The LinkedHashSet and LinkedHashMap classes remember in which order you inserted items. That way, you can avoid the seemingly random order of items in a hash table. As entries are inserted into the table, they are joined in a doubly linked list (see Figure 9.11).

For example, consider the following map insertions from Listing 9.6:

var staff = new LinkedHashMap<String, Emptoyee>();

staff.put(“144-25-5464”, new Emptoyee(“Amy Lee”));

staff.put(“567-24-2546”, new Emptoyee(“Harry Hacker”));

staff.put(“157-62-7935”, new Emptoyee(“Gary Cooper”));

staff.put(“456-62-5527”, new Emptoyee(“Francesca Cruz”));

Then, staff.keySet().iterator() enumerates the keys in this order:

144-25-5464

567-24-2546

157-62-7935

456-62-5527

and staff.values().iterator() enumerates the values in this order:

Amy Lee

Harry Hacker

Gary Cooper

Francesca Cruz

A linked hash map can alternatively use access order, not insertion order, to iterate through the map entries. Every time you call get or put, the affected entry is removed from its current position and placed at the end of the linked list of entries. (Only the position in the linked list of entries is affected, not the hash table bucket.
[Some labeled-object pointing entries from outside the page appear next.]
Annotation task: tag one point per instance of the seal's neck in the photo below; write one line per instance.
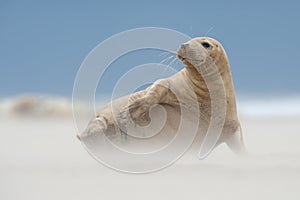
(199, 84)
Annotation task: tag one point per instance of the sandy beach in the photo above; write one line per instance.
(40, 158)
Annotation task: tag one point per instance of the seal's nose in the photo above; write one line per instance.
(184, 45)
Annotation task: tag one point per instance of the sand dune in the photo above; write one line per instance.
(40, 158)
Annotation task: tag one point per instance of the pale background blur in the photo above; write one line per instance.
(42, 45)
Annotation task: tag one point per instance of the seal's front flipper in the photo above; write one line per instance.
(236, 142)
(95, 126)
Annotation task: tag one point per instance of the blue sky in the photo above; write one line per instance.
(42, 43)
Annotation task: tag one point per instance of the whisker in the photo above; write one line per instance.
(166, 59)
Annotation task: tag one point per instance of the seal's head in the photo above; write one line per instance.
(201, 52)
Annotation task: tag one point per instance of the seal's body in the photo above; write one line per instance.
(177, 95)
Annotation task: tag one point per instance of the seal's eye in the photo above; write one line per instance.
(205, 44)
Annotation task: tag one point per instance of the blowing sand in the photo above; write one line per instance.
(40, 158)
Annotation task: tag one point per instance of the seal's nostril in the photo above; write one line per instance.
(184, 45)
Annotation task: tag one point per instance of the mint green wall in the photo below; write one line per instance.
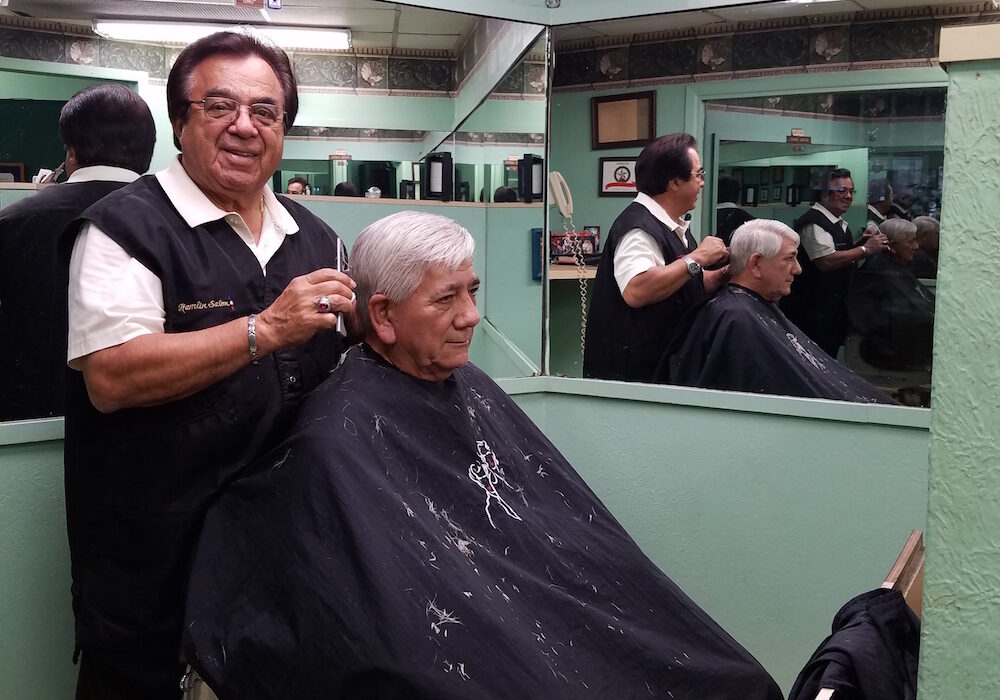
(36, 621)
(769, 512)
(961, 616)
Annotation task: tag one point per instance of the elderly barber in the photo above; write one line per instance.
(429, 541)
(202, 309)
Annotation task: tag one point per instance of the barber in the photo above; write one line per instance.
(652, 272)
(202, 309)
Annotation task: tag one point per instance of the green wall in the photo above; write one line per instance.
(961, 615)
(769, 512)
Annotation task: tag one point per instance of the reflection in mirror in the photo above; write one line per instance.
(892, 142)
(367, 117)
(872, 122)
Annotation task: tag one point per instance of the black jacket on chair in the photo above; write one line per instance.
(871, 655)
An entry always stays in the bucket that corresponds to the hash code of the key.) To construct such a hash map, call

LinkedHashMap<K, V>(initialCapacity, loadFactor, true)

Access order is useful for implementing a “least recently used” discipline for a cache. For example, you may want to keep frequently accessed entries in memory and read less frequently accessed objects from a database. When you don’t find an entry in the table, and the table is already pretty full, you can get an iterator into the table and remove the first few elements that it enumerates. Those entries were the least recently used ones.

You can even automate that process. Form a subclass of LinkedHashMap and override the method

protected boolean removeEldestEntry(Map.Entry<K, V> eldest)

Adding a new entry then causes the eldest entry to be removed whenever your method returns true. For example, the following cache is kept at a size of at most 100 elements:

var cache = new LinkedHashMap<K, V>(128, 0.75F, true)

{

protected boolean removeEldestEntry(Map.Entry<K, V> eldest)

{

return size() > 100;

}

};

Alternatively, you can consider the eldest entry to decide whether to remove it. For example, you may want to check a time stamp stored with the entry.

6. Enumeration Sets and Maps

The EnumSet is an efficient set implementation with elements that belong to an enumerated type. Since an enumerated type has a finite number of instances, the EnumSet is internally implemented simply as a sequence of bits. A bit is turned on if the corresponding value is present in the set.

The EnumSet class has no public constructors. Use a static factory method to construct the set:

enum Weekday { MONDAY, TUESDAY, WEDNESDAY, THURSDAY, FRIDAY, SATURDAY, SUNDAY };

EnumSet<Weekday> always = EnumSet.allOf(Weekday.class);

EnumSet<Weekday> never = EnumSet.noneOf(Weekday.class);

EnumSet<Weekday> workday = EnumSet.range(Weekday.MONDAY, Weekday.FRIDAY);

EnumSet<Weekday> mwf = EnumSet.of(Weekday.MONDAY, Weekday.WEDNESDAY, Weekday.FRIDAY);

You can use the usual methods of the Set interface to modify an EnumSet.

An EnumMap is a map with keys that belong to an enumerated type. It is simply and efficiently implemented as an array of values. You need to specify the key type in the constructor:

var personInCharge = new EnumMap<Weekday, Employee>(Weekday.class);

7. Identity Hash Maps

The IdentityHashMap has a quite specialized purpose. Here, the hash values for the keys should not be computed by the hashCode method but by the System.identityHashCode method. That’s the method that Object.hashCode uses to compute a hash code from the object’s memory address. Also, for comparison of objects, the IdentityHashMap uses ==, not equals.

In other words, different key objects are considered distinct even if they have equal contents. This class is useful for implementing object traversal algorithms, such as object serialization, in which you want to keep track of which objects have already been traversed.